PART 19

6.1K 309 2
                                    

You and I

"Cepat ganti bajumu", suruh Ferdy saat aku di kamarnya.

"Emm tapi aku ngga bawa baju lain", jawabku yang masih mengenakan celanau yang basah yang dibalut dengan handuk milik Ferdy.

"Sudah pakai yang dilemariku situ".

"Ia", aku membuka lemari baju Ferdy. Aku memilih baju-baju Ferdy yang bagus dan yang pas dengan badan aku.

"Kenapa kamu ngga keluar?", tanyaku.

"Kan ini kamarku", jawab Ferdy yang masih bertelanjang dada hanya menggunakan celana pendek yang dia ambil dari tempat mesin cuci. Berdiri di dekat pintu kamarnya.

"Tapi kan aku mau ganti baju dulu Ferdy sayang", ucapku manja.

"Yawda ganti aja ngga masalah", kata Ferdy nyengir.

"KKKKEELLLUUAARRR!!" aku sedikit menaikkan tempo suaraku. Aku dorong tubuh Ferdy keluar dari kamarnya. Aku kan malu kalau harus ganti di depan dia.

"Hehhh akhirnya bisa ganti baju dengan enak", aku menghela nafas dan mengunci pintu kamar Ferdy. Samar-samar aku dengar suata Ferdy mengomel-ngomel entah dia bilang apa, aku sih cuek aja.

Aku melihat kembali lemari Ferdy. Banyak sekali baju dia. Tertata rapi lagi. Lemarinya sangat besar, digantungan sebelah kirinya tersusun gantungan baju-baju Ferdy mulai dari kemeja sampai kaos oblong. Sebelah kanannya tersusun rapi juga celana-celana yang dilipat. Terus dibagian bawahnya ada kumpulan celana dalam Ferdy. Tiba-tiba saja mukaku memerah melihat celana dalam itu.

Segera aku alihkan pandanganku ke gantungan baju. Aku pilih-pilih dan memilih baju kaos warna biru muda. Sepertinya pas dengan badanku terus aku mengambil celana pendek coklat yang terbuat dari katun milik Ferdy. Tapi dirasa kayaknya ada yang kurang hemm apa ya? Kayaknya yang kurang itu celana dalam saja. Aku toleh ke bawah lagi. Rasanya buluku jadi merinding.

"Masa aku pake celana dalam Ferdy?". Aku berpikir lama sekali. Aku lihat baik-baik, sepertinya ada celana yang hampir mirip kayak boxer tapi sangat mini sekali. Aku ambil celana mini itu.

"Daripada ngga pake, mending pake yang ini", ucapku. Aku segera menggunakan pakain yang sudah aku pilih seenaknya di kamar Ferdy, tuan rumahnya saja diusir dari kamarnya.. Padahal baru saja Ferdy menolong aku dari bahaya tenggelam. Biar aja ini balasan dari aku karena sudah cuek sama aku.
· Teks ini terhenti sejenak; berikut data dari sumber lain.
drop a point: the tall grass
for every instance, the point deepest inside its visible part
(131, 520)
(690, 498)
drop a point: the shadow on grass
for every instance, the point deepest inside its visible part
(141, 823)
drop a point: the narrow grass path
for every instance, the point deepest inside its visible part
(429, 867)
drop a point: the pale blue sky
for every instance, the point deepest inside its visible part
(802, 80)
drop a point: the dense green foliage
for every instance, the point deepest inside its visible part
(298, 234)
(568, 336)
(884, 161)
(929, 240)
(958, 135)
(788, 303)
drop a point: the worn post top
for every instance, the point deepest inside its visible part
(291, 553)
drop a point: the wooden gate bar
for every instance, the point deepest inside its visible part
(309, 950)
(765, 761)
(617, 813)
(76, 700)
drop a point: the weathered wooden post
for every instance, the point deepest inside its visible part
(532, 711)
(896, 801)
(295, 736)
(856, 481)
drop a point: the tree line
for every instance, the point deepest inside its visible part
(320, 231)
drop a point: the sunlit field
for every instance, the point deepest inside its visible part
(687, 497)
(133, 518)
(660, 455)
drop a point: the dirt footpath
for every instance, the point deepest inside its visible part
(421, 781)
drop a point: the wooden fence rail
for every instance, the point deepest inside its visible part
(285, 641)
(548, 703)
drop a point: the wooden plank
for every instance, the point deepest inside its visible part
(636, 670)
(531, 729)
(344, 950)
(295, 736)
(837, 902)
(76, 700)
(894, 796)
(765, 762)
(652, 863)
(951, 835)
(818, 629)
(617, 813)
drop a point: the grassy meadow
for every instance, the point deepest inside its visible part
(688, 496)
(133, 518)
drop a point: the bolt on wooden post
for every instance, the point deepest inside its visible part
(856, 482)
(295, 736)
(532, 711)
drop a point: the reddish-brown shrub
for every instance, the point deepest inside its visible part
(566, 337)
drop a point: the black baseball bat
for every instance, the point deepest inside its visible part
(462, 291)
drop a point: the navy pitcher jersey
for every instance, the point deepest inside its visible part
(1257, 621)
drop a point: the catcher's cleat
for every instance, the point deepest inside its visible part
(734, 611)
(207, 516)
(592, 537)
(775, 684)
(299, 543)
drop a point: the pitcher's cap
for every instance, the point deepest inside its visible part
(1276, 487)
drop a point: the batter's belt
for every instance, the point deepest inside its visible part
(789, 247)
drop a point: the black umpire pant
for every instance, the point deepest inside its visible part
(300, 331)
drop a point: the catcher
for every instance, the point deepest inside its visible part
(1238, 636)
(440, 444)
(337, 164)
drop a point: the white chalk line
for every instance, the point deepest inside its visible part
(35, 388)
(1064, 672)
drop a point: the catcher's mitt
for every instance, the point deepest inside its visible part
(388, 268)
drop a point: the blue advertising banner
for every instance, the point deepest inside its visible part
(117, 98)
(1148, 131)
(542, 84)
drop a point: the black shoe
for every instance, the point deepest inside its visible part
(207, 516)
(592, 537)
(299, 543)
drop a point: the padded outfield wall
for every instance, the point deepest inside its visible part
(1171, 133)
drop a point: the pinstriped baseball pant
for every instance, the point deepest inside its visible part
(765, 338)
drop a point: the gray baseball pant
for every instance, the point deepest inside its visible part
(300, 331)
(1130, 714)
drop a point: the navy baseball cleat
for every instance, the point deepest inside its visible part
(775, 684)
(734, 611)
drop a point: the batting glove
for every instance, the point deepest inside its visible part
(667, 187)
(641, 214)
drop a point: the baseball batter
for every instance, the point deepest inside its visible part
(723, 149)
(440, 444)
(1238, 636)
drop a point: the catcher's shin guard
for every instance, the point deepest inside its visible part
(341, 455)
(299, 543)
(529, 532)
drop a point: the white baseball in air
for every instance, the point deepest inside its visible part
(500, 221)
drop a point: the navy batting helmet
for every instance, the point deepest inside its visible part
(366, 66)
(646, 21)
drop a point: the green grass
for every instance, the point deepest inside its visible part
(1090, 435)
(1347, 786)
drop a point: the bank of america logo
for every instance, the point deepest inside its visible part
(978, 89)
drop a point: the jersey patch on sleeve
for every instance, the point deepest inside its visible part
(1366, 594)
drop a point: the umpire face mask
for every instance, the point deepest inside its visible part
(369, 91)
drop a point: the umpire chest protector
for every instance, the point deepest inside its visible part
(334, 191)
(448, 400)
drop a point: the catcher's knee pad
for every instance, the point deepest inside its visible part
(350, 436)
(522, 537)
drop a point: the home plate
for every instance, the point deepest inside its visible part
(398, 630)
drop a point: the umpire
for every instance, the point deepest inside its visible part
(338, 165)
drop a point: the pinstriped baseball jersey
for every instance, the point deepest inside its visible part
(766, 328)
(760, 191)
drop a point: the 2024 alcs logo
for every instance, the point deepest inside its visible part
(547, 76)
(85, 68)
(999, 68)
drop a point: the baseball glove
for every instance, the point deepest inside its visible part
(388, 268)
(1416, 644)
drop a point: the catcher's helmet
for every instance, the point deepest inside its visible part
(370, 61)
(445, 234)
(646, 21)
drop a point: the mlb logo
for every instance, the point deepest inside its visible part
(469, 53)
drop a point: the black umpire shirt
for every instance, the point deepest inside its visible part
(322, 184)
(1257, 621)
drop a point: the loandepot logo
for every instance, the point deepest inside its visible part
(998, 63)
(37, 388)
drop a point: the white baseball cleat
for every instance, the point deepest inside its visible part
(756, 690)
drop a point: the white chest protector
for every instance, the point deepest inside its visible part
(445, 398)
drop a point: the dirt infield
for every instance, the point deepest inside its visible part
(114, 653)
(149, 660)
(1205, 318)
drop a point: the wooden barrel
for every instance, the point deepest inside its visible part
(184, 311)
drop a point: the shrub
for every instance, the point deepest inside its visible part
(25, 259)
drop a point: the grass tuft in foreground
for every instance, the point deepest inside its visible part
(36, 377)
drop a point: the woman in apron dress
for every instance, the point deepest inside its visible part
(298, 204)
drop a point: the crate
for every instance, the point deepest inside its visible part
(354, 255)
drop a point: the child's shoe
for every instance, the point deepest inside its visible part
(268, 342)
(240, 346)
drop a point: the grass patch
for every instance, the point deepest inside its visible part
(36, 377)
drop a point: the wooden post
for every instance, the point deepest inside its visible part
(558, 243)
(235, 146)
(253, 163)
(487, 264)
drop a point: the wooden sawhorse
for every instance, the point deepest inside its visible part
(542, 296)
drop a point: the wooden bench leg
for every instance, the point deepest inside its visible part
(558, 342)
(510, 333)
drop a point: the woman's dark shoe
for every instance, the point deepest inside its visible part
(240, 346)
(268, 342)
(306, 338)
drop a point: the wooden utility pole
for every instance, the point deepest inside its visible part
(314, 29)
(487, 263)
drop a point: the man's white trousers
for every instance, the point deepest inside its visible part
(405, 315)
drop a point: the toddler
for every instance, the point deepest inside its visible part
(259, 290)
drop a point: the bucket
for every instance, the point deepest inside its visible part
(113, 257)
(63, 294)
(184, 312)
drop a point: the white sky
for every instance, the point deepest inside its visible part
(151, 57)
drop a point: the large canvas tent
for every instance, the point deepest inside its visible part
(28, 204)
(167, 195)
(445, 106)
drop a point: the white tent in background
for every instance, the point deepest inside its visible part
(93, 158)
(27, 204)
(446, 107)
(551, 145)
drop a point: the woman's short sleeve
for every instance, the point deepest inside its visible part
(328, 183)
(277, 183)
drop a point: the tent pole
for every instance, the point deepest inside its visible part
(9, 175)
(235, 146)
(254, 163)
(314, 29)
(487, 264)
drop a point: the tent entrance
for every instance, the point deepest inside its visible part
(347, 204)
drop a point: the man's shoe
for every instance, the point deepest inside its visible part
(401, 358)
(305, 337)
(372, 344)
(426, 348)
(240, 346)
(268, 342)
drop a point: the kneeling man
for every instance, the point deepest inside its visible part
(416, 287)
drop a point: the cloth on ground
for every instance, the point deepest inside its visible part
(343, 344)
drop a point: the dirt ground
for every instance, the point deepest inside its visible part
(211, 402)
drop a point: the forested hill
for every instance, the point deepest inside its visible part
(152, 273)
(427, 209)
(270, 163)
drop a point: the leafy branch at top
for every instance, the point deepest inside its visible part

'Dit....", Ferdy memanggil dari balik pintu kamarnya. "Lama amat ganti bajunya, aku belum ganti lo".

"Ia ia", aku bukakan pintu kamarnya. Tentu saja aku sudah berganti pakaian sebelumnya.

"Kamu ini, masa yang punya kamar dikeluarin, udah ditolong pula, ga ada makasinya", ejek Ferdy sebenarnya maksudnya hanya ingin godain Adit.

"Oh gitu, mending tadi aku ngga ditolongin aja", Adit mulai terpancing emosinya.

""Ya kan ngambek lagi", ucap Ferdy sembari membuka lemari pakaiannya dan mengambil salah satu pakaiannya.

"Mending tadi aku tenggelam aja", kata aku mulai ngambek. "Ferdy JELEK!!!". Aku keluar dari kamar, rasanya aku ingin pulang saja. Kalau ngga ikhlas tolongin aku ya ngga usah ditolongin, pakai mengeluh segala. Aku berlari menuruni tangga, melewati ruang tengah. Aku toleh kebelakang, ternyata Ferdy ngga mengejarku. Menyesal tadi aku sudah jujur, sampai bilang sayang. Ahhhhhhhhh Ferdy gilaaa!!!

Akhirnya aku sampai dipintu rumah Ferdy. Aku coba untuk membuka ternyata ngga bisa-bisa. Apa dikunci ya? Tanpa pikir panjang aku kembali lagi ke kamar Ferdy, menaiki tangga, berlari berjalan, berhenti sebentar mengatur nafas, berjalan lagi terus berlari sampai kamar Ferdy.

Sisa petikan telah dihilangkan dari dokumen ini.